雪が降ったら、急加速、急ブレーキは要注意ですし、神経をすり減らしながらの運転になるので、雪がないのはとてもありがたいです。
新発田市内の中学校で、エピペンを所持しているお子さんのために、出向いたのですが、その学校ではエピペン所持者は1人とのこと。開会の挨拶で校長先生がお話しされたのですが、「子どもの命を守るために、我々は食物アレルギーのことを勉強しておかないといけない」とおっしゃっていました。
教員は教育のプロであり、医学に関しては詳しくなくていいし、そこまで求めるのは酷だと思っています。そんなことを言っていながら、校内でアナフィラキシーショックを起こせば対応して頂かないといけません。そのために、私が学校に出向いて話をしています。
校長先生は「自分の子どもが食物アレルギーを持っていれば、対応してもらいたいと思うでしょう」ともおっしゃっていました。失礼な言い方になるかもしれませんが、「よく分かった方だな」と思いました。
いつも思うのですが、学校の先生は大変だなと思います。かと言って、医師も大変だとは思います。子どもの健康を守るために毎日100人以上の患者さんを診察し、かかっている病気の診断をし、それに見合った治療を選択します。最近はインフルエンザの予防接種の希望者も多くなっています。ここまではどの医院も似たようなものかもしれません。
当院の場合は、食物アレルギーの啓発活動として、水曜の午後に県内各地を回っており、更に学会活動も加わります。当院は開院して丸6年ですが、肉体的な疲労は今年がピークだったかもしれません(汗)。
ただ、私がやっているのは医療で、医学に関するものだけです。ところが学校の先生は食物アレルギーだけでなく、発達障害などの知識もある程度は持ち合わせないといけないでしょう。
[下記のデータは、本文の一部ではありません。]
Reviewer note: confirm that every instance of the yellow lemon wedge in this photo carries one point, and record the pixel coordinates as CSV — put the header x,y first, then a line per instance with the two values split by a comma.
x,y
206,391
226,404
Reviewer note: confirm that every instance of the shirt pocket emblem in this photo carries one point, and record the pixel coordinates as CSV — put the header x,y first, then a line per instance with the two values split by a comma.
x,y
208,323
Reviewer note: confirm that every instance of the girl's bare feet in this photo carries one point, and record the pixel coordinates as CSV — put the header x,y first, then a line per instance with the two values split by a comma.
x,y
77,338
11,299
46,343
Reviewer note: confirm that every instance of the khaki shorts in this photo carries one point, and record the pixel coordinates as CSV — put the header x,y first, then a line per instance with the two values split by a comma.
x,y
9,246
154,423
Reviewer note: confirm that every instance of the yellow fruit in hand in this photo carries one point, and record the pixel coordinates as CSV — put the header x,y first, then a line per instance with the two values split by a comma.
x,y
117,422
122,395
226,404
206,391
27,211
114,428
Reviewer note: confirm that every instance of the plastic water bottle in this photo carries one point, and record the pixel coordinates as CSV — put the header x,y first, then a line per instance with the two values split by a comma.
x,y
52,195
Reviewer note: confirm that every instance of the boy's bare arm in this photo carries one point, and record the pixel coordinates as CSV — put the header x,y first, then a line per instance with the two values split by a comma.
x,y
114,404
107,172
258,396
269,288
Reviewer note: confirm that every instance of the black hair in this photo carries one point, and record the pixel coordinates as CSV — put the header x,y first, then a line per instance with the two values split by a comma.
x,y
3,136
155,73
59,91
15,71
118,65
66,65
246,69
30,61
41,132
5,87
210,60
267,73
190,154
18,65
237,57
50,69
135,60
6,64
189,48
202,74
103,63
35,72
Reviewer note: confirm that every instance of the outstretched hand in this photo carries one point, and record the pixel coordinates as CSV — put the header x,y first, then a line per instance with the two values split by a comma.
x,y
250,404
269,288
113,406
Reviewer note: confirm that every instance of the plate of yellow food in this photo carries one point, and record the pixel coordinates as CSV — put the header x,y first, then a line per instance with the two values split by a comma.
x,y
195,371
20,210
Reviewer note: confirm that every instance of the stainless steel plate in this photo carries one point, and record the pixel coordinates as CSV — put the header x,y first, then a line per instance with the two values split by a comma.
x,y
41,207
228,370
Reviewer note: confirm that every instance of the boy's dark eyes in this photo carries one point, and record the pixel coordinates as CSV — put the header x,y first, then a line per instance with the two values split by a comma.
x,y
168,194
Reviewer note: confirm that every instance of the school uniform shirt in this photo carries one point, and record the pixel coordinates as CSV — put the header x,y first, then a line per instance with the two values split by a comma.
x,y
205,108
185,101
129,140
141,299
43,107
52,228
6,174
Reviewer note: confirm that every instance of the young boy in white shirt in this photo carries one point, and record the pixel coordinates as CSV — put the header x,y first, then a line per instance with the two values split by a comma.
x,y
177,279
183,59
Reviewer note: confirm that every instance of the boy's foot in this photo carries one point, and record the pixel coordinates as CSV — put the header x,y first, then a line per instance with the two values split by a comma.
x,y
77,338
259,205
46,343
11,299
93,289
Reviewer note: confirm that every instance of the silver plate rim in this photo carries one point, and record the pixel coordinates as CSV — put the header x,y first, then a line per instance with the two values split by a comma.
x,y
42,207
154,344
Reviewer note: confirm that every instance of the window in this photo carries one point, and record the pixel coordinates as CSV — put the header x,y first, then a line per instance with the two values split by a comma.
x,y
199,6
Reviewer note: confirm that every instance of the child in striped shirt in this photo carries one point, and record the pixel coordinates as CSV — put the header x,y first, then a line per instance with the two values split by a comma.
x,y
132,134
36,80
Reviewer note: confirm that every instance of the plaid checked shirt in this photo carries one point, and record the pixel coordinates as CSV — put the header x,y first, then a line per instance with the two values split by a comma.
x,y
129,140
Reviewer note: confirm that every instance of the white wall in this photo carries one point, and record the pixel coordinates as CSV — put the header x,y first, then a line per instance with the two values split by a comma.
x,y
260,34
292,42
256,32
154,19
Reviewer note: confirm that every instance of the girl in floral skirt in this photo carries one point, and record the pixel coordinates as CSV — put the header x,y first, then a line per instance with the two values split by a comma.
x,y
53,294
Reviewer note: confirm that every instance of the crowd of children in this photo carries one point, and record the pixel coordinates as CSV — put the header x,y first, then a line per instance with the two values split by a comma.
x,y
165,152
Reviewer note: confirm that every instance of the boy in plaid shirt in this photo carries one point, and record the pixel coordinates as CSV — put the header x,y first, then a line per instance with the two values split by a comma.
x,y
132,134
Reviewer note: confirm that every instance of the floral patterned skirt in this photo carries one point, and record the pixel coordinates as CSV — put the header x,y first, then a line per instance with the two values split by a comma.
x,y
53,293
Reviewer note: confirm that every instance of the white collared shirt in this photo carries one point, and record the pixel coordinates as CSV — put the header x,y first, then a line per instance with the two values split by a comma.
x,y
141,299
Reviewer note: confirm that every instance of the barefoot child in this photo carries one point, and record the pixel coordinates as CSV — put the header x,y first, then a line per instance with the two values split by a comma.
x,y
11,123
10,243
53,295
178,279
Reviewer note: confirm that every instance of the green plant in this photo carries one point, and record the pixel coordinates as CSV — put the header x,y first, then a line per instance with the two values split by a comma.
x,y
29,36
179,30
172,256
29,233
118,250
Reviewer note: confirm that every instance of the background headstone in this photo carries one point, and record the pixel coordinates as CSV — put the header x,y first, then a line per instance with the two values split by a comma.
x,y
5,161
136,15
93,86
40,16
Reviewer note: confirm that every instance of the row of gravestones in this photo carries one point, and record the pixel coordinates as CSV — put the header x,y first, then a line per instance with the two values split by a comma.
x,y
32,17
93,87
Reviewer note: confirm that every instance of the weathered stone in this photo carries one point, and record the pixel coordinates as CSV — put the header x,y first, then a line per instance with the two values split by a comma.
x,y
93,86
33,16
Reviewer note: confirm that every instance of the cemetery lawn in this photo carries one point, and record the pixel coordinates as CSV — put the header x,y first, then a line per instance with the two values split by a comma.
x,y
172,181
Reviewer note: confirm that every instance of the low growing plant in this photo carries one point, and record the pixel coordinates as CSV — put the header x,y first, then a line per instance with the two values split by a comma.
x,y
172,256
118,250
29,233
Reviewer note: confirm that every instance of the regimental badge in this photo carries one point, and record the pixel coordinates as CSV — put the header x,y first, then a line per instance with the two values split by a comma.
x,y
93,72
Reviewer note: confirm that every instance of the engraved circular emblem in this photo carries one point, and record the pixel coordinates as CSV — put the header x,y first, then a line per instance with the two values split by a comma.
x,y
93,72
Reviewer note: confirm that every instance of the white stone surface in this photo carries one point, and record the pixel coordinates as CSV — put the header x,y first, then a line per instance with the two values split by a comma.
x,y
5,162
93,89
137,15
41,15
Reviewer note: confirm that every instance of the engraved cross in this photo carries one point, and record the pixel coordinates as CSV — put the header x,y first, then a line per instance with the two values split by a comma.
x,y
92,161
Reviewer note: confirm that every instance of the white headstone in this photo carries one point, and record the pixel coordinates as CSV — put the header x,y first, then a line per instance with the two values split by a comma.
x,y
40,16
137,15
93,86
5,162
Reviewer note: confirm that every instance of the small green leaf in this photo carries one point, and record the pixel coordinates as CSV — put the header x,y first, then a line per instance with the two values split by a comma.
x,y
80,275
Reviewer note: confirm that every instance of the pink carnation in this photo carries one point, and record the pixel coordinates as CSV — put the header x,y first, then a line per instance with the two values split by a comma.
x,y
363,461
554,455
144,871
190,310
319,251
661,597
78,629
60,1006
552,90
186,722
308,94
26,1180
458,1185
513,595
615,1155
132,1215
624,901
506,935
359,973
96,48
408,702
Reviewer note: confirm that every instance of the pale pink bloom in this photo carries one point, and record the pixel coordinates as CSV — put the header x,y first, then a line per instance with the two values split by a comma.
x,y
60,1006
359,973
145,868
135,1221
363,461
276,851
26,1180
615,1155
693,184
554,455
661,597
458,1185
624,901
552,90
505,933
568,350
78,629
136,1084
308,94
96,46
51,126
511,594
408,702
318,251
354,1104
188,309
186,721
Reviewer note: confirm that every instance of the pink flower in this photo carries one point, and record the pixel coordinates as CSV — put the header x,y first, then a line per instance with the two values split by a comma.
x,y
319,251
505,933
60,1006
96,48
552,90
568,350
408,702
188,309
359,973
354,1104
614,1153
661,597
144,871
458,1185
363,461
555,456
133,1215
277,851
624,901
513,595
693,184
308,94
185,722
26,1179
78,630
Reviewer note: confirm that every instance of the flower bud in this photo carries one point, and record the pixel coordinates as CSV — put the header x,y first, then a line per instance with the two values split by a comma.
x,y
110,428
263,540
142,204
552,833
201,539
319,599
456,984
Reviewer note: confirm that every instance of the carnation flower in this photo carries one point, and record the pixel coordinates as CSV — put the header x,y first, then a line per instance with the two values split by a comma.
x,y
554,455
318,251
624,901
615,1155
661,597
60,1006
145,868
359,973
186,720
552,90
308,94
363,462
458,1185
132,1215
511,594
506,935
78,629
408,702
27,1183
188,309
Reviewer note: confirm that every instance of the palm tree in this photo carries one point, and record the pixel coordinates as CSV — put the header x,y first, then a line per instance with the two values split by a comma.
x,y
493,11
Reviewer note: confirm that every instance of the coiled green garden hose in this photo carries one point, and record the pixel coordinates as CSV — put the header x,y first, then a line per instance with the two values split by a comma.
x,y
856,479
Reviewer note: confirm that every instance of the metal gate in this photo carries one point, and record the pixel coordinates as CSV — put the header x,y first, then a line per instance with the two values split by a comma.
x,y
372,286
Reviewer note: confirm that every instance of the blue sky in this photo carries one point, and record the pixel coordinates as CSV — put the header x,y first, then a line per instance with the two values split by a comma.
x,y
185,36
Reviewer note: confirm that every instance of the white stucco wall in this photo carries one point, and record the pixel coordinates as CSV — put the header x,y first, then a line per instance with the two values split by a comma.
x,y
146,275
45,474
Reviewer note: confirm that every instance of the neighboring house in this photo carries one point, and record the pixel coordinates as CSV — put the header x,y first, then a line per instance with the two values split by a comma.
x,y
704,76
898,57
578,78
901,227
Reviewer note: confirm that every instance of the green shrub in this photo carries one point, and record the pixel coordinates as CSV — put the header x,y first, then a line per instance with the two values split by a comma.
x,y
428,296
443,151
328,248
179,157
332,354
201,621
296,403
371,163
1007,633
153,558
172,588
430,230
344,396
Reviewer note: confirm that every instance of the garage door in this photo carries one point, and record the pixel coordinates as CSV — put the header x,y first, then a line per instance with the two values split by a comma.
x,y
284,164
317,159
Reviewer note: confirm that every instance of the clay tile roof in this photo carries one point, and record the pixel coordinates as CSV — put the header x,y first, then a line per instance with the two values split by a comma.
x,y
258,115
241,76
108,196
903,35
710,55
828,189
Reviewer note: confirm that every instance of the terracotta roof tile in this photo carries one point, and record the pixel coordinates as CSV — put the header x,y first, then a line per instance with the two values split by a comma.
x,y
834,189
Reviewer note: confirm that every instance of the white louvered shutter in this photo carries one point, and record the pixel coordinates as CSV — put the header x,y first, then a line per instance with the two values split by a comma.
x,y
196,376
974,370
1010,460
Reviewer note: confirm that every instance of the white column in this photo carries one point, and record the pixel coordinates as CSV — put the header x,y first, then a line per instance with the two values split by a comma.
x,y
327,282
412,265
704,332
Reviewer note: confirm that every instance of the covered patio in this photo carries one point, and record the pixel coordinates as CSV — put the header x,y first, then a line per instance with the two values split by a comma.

学校でのトラブルがあれば、親御さんとも話し合わないといけないでしょうし、最近は無理難題を言ってくる親もいると聞きます。
要は、畑違いのことを業務として勉強しておかなければ行けないのです。そういう意味では、私は楽をさせてもらっているのだろうと思うのです。
そんな状況でも、前向きに取り組もうという校長先生のお言葉を頭が下がる思いで聞いていました。
私が学校まで出向いて話をしているのは、「職員全員がエピペンをいつでも打てるように」という目的があります。エピペンを持っている子どもがいなければ、その学校ではエピペンを打つ必要はないことになります。
この学校のエピペン所持者は1人だそうですから、担任でもなく、担当が学年も違えば、エピペンのことはよく知らなくても、問題はないようにも感じます。にもかかわらず、昨日は職員全員だと思いますが、数十人の先生方が私の話を聞いて下さいました。
一日の業務を終えてお疲れだったと思いますが、参加の皆さんは集中して最後まで聞いて下さっていたように思います。大きな声では言えませんが、私なんてあまりに畑違いな話だと、医学的なことであっても大して興味を持てないことだってあります。聞いても頭に入ってこなかったりします(大汗)。
1人のために、学校の先生方がその子を守るという点でひとつになって私の話を聞いて下さった訳で、凄いことだなと思いました。これまでも園や学校に何十回も出向いてきましたが、昨日の学校だけでなく、多くの学校が同様な対応をして下さっています。
ふと、自分のやっていることがちっぽけなことに思えてしまいました。相当、楽なことをやっているのだとも感じました。子ども達を守るために、食物アレルギーの知識を身につけたいとする学校や園の先生方のために、もっともっと頑張らなければならないと思った次第です。